2. Deck: I have changed the split of the panels. The smallest panel is on the bow and covers the flat part up to 700 mm measured from the bow. The next panel extends to the rear end of the cockpit. The third panel then runs to the stern. I had the feeling that this allows an easier installation of the large plywood sheet between the cockpit and the bow. The cutting line between the panels on the foredeck is circular shaped. This represents the projection of the barreled panel in front of the masik onto the flat panel installed on the bow.

3. Skeg: The skeg is triangular shaped with the sharp edge pointing forward. It is made from 4 mm plywood and the shape is copied from a production Kayak I like. So far it works quite well and is 100% water tight. As a slider I’m using a standard kajak sport product.

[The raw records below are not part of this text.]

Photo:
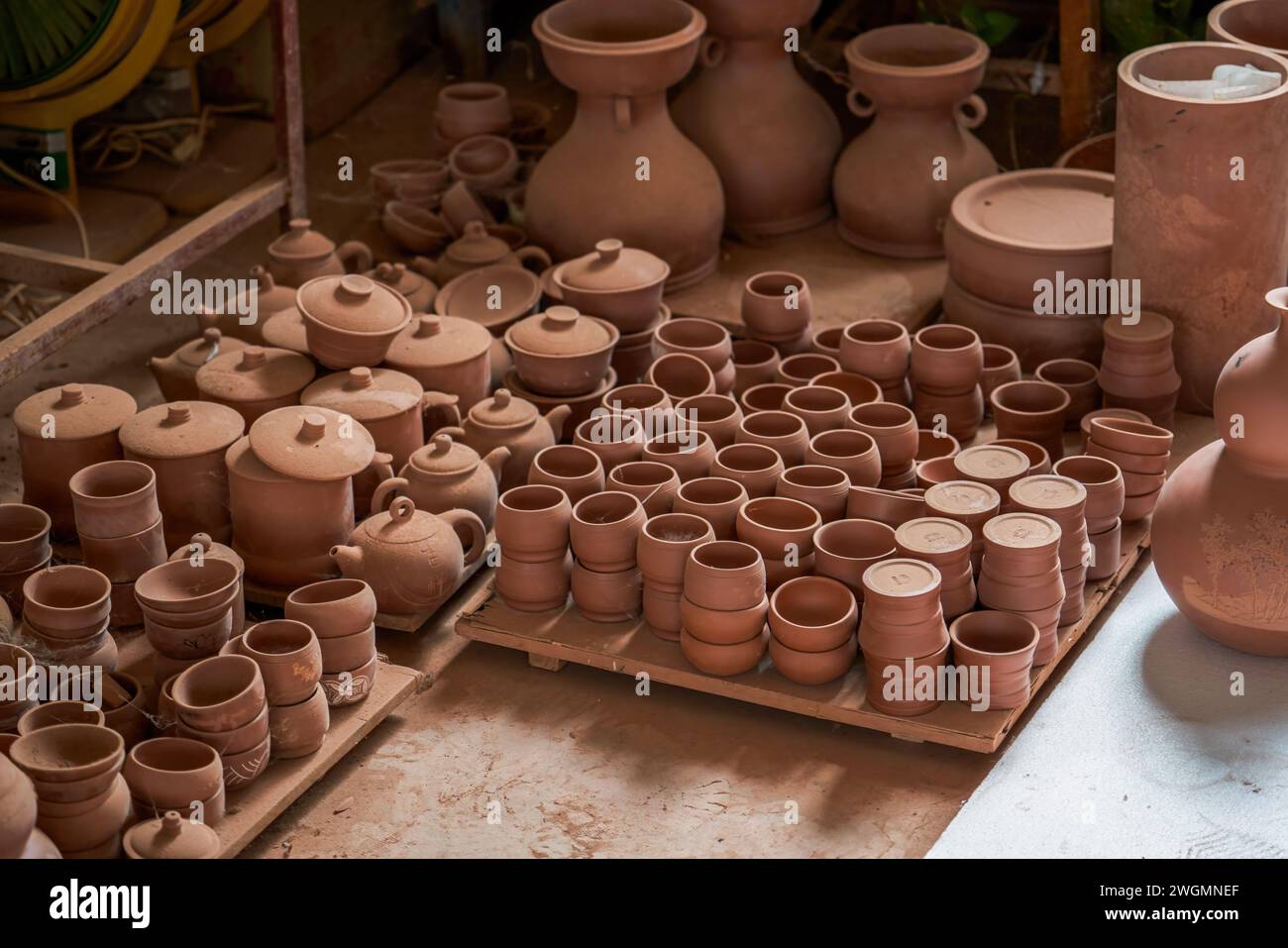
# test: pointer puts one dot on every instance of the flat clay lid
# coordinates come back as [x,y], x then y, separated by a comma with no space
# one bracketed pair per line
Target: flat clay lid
[368,394]
[445,456]
[561,331]
[254,373]
[181,429]
[613,266]
[352,303]
[171,837]
[430,342]
[78,411]
[1042,210]
[301,241]
[312,443]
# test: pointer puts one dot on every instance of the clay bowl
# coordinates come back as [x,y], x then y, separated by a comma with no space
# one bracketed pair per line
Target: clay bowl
[605,530]
[219,693]
[655,484]
[682,376]
[725,576]
[853,453]
[798,369]
[574,469]
[297,730]
[532,523]
[58,712]
[333,607]
[722,660]
[716,500]
[1129,437]
[755,467]
[822,487]
[288,659]
[63,601]
[1080,378]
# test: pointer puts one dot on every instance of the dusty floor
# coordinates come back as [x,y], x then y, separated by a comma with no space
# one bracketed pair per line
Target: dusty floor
[494,758]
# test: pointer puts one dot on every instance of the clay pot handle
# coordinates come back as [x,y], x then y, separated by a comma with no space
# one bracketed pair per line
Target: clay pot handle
[977,114]
[387,487]
[471,522]
[864,108]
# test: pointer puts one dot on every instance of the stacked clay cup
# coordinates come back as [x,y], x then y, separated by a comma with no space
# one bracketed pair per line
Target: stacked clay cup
[1021,574]
[811,623]
[947,371]
[340,616]
[604,533]
[119,523]
[662,553]
[532,527]
[724,608]
[902,634]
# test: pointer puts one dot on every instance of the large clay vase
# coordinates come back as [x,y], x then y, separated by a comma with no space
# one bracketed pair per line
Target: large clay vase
[619,58]
[772,138]
[918,80]
[1220,530]
[1201,231]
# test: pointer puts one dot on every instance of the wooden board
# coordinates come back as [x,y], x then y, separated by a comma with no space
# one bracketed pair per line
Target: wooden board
[845,283]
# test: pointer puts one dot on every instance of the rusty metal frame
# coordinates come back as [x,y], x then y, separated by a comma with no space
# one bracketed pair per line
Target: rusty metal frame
[101,290]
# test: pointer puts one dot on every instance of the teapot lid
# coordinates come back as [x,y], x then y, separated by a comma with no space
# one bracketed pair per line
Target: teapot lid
[613,266]
[312,443]
[352,303]
[254,373]
[503,410]
[438,340]
[562,331]
[171,837]
[445,456]
[76,410]
[368,394]
[301,241]
[181,429]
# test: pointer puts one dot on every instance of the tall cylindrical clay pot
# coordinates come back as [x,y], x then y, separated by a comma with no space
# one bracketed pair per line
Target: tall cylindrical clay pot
[772,138]
[1201,204]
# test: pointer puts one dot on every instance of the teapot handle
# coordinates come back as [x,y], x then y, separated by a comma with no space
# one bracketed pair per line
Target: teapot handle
[471,522]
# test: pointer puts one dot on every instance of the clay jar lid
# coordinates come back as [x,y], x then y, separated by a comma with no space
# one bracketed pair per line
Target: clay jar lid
[312,443]
[433,342]
[78,411]
[561,331]
[613,266]
[181,429]
[256,373]
[171,837]
[353,304]
[368,394]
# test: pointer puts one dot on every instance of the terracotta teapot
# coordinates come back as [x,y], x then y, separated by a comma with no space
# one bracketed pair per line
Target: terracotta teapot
[411,559]
[176,372]
[301,254]
[477,248]
[446,475]
[506,420]
[1220,528]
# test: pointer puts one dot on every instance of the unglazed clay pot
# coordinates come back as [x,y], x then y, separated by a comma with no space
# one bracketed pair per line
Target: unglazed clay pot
[62,430]
[776,159]
[1224,507]
[619,62]
[918,80]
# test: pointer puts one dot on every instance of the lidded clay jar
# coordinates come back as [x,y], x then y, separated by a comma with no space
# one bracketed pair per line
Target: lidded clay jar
[256,380]
[184,445]
[387,403]
[62,430]
[445,353]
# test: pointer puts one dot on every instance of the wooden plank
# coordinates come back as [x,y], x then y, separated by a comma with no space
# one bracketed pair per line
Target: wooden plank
[130,281]
[845,283]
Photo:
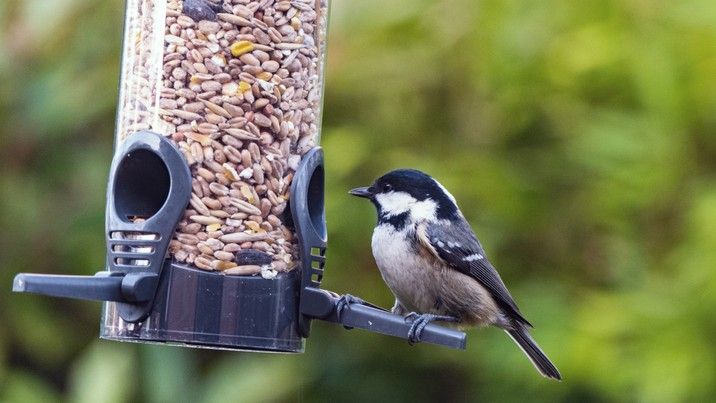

4. The cockpit rim is made from 4 or 5 plywood layers that have the shape of the cockpit opening. They are glued together on the deck to give it the required 3 D shape. Each layer is a 4 mm plywood left over from the hull building process and has a width of 15 mm. I believe a similar approach has been chosen for the CLC kayaks.

5. The hatches I have used are from kayak sport as well. This product sticks out by about 35 mm but my experience is that they are 100% watertight when lubricated with silicone oil. They have to be installed on a flat surface which is not an issue on the aft deck. On the foredeck the flat surface had to be created by cutting a circular opening into the barreled deck panel and by implementing a flat circular frame as a foundation for the hatch.

6. The seat has been built by laminating glassfibre left overs on a positive mold that I did create from an old IKEA chair and some cardboard and tape.